CBA — Champion Bear Resources Ltd. — is a micro-cap mining exploration stock trading at C$0.04 on the TSX Venture Exchange. The story this week is not price action. It is the near-vertical rise in short interest from a standing start.
Short positions have exploded from near-zero to roughly 28,000 shares in a matter of weeks. At the start of April, shares short numbered just 267 — a rounding error for almost any stock. By April 21 that figure had risen to 2,906. It then jumped to 17,406 by April 24, and reached 27,906 by April 28. That is a more than 100-fold increase over the month. In absolute terms the number remains tiny for any stock with a meaningful float. But the rate of change is extreme, and the directional shift is unambiguous: someone has decided, for the first time in a long time, that this stock is worth shorting.
The lending market has responded. Cost to borrow has climbed sharply, reaching 5.69% by April 28 — up from just 0.59% a week earlier. That is an almost tenfold increase in one week. For context, the cost sat at that same 0.59% floor for most of the past year. The spike is consistent with a sudden and unusual surge in demand for borrows on a name that normally sees almost no short-selling activity at all.
The ORTEX short score ranks in the 80th percentile relative to peers, reflecting the unusual nature of this positioning shift. The score itself, at 28.1, has been relatively stable over the week — the rank captures how rare this level of short-side activity is for a stock of this profile. No analyst coverage, no institutional data of note (the most recent holder data is nearly two years old and therefore not relied upon here), and no options market complicate the picture further. The stock's earnings history shows consistent 25% single-day moves on announcement dates — notable for a C$0.04 name, and the next event is scheduled for May 5.

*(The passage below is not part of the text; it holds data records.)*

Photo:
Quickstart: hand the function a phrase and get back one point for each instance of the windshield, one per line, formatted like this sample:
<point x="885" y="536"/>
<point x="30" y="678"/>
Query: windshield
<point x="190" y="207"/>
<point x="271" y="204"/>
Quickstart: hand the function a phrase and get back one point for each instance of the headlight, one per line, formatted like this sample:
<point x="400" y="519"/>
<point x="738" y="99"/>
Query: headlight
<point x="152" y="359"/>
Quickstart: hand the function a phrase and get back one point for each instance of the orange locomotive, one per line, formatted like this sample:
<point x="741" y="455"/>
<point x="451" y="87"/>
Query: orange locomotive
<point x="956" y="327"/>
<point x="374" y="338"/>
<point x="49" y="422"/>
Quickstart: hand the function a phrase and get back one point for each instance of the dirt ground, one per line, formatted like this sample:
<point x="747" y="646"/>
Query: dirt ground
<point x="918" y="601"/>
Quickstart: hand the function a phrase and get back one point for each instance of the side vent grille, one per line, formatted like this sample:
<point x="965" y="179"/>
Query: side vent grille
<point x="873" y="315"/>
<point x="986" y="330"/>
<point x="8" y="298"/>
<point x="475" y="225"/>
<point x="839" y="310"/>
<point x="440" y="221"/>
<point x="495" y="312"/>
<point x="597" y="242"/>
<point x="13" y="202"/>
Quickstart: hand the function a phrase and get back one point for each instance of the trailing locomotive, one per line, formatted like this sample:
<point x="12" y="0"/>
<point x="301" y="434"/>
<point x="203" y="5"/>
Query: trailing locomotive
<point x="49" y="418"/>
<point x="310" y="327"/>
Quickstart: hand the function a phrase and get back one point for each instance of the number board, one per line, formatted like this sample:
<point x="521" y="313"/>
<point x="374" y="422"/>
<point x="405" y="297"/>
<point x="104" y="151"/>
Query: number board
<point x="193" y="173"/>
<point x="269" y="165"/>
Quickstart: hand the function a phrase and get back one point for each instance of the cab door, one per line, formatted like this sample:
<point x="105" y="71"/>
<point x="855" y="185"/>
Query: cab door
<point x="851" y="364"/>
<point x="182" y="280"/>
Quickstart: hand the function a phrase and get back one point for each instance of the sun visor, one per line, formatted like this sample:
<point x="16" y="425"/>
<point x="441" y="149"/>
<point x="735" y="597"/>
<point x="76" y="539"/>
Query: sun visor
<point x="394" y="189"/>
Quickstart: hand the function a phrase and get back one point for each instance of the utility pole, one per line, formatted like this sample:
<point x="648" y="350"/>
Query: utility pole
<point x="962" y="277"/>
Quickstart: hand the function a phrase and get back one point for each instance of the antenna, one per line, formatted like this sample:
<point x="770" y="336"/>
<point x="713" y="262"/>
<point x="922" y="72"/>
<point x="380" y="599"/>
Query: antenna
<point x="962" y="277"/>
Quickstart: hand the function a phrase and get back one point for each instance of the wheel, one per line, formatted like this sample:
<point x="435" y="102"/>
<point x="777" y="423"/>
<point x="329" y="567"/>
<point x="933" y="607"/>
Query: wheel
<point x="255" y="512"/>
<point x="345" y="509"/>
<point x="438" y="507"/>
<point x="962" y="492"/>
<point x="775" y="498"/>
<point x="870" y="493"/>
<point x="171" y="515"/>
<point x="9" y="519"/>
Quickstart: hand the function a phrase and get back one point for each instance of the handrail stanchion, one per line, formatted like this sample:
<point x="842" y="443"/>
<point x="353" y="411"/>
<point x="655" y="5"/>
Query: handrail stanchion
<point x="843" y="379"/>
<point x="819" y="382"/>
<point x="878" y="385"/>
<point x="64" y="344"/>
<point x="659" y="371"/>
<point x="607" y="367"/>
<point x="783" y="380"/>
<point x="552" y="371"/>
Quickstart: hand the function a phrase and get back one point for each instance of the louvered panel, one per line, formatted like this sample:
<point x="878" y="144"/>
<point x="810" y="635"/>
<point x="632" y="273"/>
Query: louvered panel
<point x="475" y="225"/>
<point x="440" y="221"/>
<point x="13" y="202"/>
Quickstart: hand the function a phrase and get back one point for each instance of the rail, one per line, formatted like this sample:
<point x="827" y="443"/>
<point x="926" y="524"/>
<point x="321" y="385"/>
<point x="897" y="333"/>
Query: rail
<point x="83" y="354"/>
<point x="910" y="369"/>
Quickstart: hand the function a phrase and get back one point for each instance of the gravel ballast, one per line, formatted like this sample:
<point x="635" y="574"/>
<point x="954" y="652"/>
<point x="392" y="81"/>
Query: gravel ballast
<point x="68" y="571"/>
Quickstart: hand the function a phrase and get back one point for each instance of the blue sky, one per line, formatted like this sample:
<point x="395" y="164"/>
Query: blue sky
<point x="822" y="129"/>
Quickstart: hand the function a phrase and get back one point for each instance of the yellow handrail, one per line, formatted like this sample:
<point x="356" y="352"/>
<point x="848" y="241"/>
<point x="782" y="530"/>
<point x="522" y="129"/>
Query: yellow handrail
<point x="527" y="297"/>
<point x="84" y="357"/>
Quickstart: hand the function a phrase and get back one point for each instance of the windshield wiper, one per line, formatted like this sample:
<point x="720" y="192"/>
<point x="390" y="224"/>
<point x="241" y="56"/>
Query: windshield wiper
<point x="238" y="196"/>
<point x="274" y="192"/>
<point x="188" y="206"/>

The key question heading into that May 5 filing is whether the short-interest build is an informed bet against the announcement, or simply a mechanical artefact of thin float and low absolute share counts. With 27,906 shares short on what appears to be a very thinly traded name, even small changes in position size produce dramatic percentage moves. Watch whether the short count continues to grow before the event date — or reverses just as quickly as it appeared.